Kommentar Asylbewerberzahlen: Reisefreiheit abgewickelt

Um Asylbewerber abzuwehren, drängt Deutschland die Staaten des Ex-Ostblocks dazu, Reisebeschränkungen à la Realsozialismus wiedereinzuführen.

Es ist erst wenige Wochen her, da haben die Unions-Innenpolitiker Panik verbreitet wie zuletzt in den 1990er Jahren: Sie warnten vor massenhaftem „Asylmissbrauch“ durch Roma aus Serbien und Mazedonien. Mit aller Kraft wollten sie das deutsche Asylrecht schleifen: Eine Lex Roma sollte her, die Visafreiheit für Serben sollte fallen, ebenso die Bargeldleistungen für Flüchtlinge, dazu wollten sie Listen mit sicheren Drittstaaten anlegen, deren Bürger keine Asylanträge mehr stellen können.

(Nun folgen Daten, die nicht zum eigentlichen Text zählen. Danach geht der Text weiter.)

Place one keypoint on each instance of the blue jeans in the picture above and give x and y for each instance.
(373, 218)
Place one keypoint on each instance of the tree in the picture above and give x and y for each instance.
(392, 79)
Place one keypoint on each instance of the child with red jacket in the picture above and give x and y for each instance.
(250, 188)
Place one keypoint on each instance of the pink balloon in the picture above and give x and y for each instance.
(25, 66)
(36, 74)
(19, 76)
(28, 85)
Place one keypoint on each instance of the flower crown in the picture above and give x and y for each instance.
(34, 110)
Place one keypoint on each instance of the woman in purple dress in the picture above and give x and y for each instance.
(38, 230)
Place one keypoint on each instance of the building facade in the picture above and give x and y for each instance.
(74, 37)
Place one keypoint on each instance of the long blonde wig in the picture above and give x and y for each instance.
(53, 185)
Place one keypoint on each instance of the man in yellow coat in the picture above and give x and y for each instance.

Dabei übertrieben sie gnadenlos: Im Jahr 2012 haben gerade mal 13.000 Menschen aus Serbien und Mazedonien um Asyl angesucht. Als berechtigt anerkannt wurden davon: 0.

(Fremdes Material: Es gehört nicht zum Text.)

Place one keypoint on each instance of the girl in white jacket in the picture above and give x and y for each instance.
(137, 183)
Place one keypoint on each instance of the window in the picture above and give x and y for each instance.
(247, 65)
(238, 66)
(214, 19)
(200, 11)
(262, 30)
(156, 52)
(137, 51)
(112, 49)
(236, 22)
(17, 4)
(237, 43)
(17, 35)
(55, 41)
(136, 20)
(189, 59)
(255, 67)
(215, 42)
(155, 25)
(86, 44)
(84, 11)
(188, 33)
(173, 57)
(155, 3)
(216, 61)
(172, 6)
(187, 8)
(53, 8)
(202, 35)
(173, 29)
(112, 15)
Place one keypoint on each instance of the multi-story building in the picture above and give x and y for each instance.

Gebremst wurde Innenminister Hans-Peter Friedrich bislang glücklicherweise in Brüssel und von Sozialministerin Ursula von der Leyen. Warum im Dezember auch ohne Gesetzesverschärfung kaum noch Roma vom Balkan nach Deutschland gekommen sind, erklärt Friedrich dennoch wohlgemut damit, dass die von ihm durchgesetzte rigorose Express-Ablehnung ihrer Anträge sich eben herumgesprochen habe.

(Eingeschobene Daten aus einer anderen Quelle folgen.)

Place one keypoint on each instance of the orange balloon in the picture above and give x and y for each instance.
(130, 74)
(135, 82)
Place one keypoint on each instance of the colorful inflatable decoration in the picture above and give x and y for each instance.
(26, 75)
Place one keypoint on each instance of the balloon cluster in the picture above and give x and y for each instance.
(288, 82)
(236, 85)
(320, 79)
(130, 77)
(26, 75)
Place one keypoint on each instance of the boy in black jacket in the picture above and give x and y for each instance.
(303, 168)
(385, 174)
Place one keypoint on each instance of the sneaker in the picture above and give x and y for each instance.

Tatsächlich dürfte auch Wirkung gezeigt haben, dass Serbien und Mazedonien auf Druck Friedrichs wieder Methoden aus den Zeiten des Realsozialismus ausgegraben haben: Um den drohenden Entzug der Visafreiheit in der EU abzuwenden, führten die Länder Ausreisesperren für ihre eigenen Staatsangehörigen ein. Wer im Verdacht steht, im Ausland einen Asylantrag zu stellen, wird an der Grenze aufgehalten, über den Entzug des Passes wird nachgedacht.

Es ist erst 20 Jahre her, dass sich die Staaten des damaligen Ostblocks abgewöhnt haben, ihre Bürger einzusperren. Wenn es um die Abwehr von Asylbewerbern geht, ist Deutschland auf dem besten Weg dazu, diese Zeiten wiederaufleben zu lassen.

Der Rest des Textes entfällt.